具体的には、次のようにサーバー側でブラウザのUserAgentを見て、HTTP_ACCEPTにapplication/xhtml+xmlを含むブラウザにだけapplication/xhtml+xmlで返すようにする処理が必要となります。
以下はInline SVG - SVG wiki より、ApacheのModRewriteの設定サンプルです。
AddType text/html .xhtml
RewriteEngine on
RewriteBase /
RewriteCond %{HTTP_ACCEPT} application/xhtml\+xml
RewriteCond %{HTTP_ACCEPT} !application/xhtml\+xml\s*;\s*q=0
RewriteCond %{REQUEST_URI} \.xhtml$
RewriteCond %{THE_REQUEST} HTTP/1\.1
RewriteRule .* - [T=application/xhtml+xml]
この上で、次のようなXHTMLを拡張子.xhtmlで保存してサーバーにアップすればHTMLとSVGを同時に表示することができます。
<!DOCTYPE html>
<html
xmlns = "http://www.w3.org/1999/xhtml"
xmlns:svg = "http://www.w3.org/2000/svg"
xmlns:xlink = "http://www.w3.org/1999/xlink"
xml:lang = "ja" >
<head>
<meta charset = "utf-8" />
<title> SVG in XHTML </title>
<style>
html , body , svg {
margin : 0 ;
padding : 0 ;
}
</style>
</head>
<body>
<h1> SVG in XHTML </h1>
<svg:svg viewBox = "0 0 100 100" >
<svg:circle cx = "50" cy = "50" r = "50" style = " fill : red ; " />
</svg:svg>
</body>
</html>
JavaScriptからの埋め込み
最後の方法はJavaScriptからsvg要素を作り、HTML中に挿入する方法です。
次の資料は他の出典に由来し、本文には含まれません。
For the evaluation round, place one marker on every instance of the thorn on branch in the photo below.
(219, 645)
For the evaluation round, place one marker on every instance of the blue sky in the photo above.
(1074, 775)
こちらはSVG対応ブラウザなら動作しますし、HTML自体は通常のHTMLでよいというメリットがあります。ただし、基本的にJavaScriptからすべての要素を作るので、手の込んだ図形の描画にはあまり適しません。画像フォーマットとして用意したsvgファイルを読み込ませるにもかなり手間がかかります。一方で、プログラム次第で人力では難しい幾何学的な図形などを描画することも可能です。
var SN = "http://www.w3.org/2000/svg" ;
var root = document . getElementById ( 'svg-1' );
var svg = document . createElementNS ( SN , 'svg' );
svg . setAttribute ( 'viewBox' , '0 0 100 100' );
var circle = document . createElementNS ( SN , 'circle' );
circle . setAttribute ( 'cx' , 50 );
circle . setAttribute ( 'cy' , 50 );
circle . setAttribute ( 'r' , 50 );
circle . setAttribute ( 'style' , 'fill:red;' );
svg . appendChild ( circle );
root . appendChild ( svg );
Raphael
SVG、VML(IE 5~IE 8がサポートするグラフィックフォーマット)をバックエンドにクロスブラウザなグラフィック表現を可能にするRaphael というライブラリがあります。このRaphaelを使えば、ベクター形式のグラフィックをJavaScriptから扱うことが可能になります。今のところIE 6~8をサポートしているのはこのRaphaelだけです。
なお、RaphaelのAPIは独自のものなので、RaphaelのAPIを覚える必要があります。逆に言えばSVGについて知らなくてもRaphaelから入ることも可能です。
Raphaelは画像フォーマットとしては扱えないため、JavaScriptで描画を組み立てなければいけないのでデザイナー向きではありませんが、グラフの描画には最適です。
Raphaelで円を描く
paper = Raphael ( root , 0 , 0 , 200 , 100 );
circle = paper . circle ( 100 , 50 , 2 );
circle . attr ( "fill" , "red" );
circle . attr ( "stroke" , "black" );
circle . animate ({ r : 50 }, 2000 );
まとめ
今回はSVGの基礎知識として、その仕様と特徴について紹介し、SVGの表示方法を解説しました。次回からはSVGで図形を描画する方法を中心に解説します。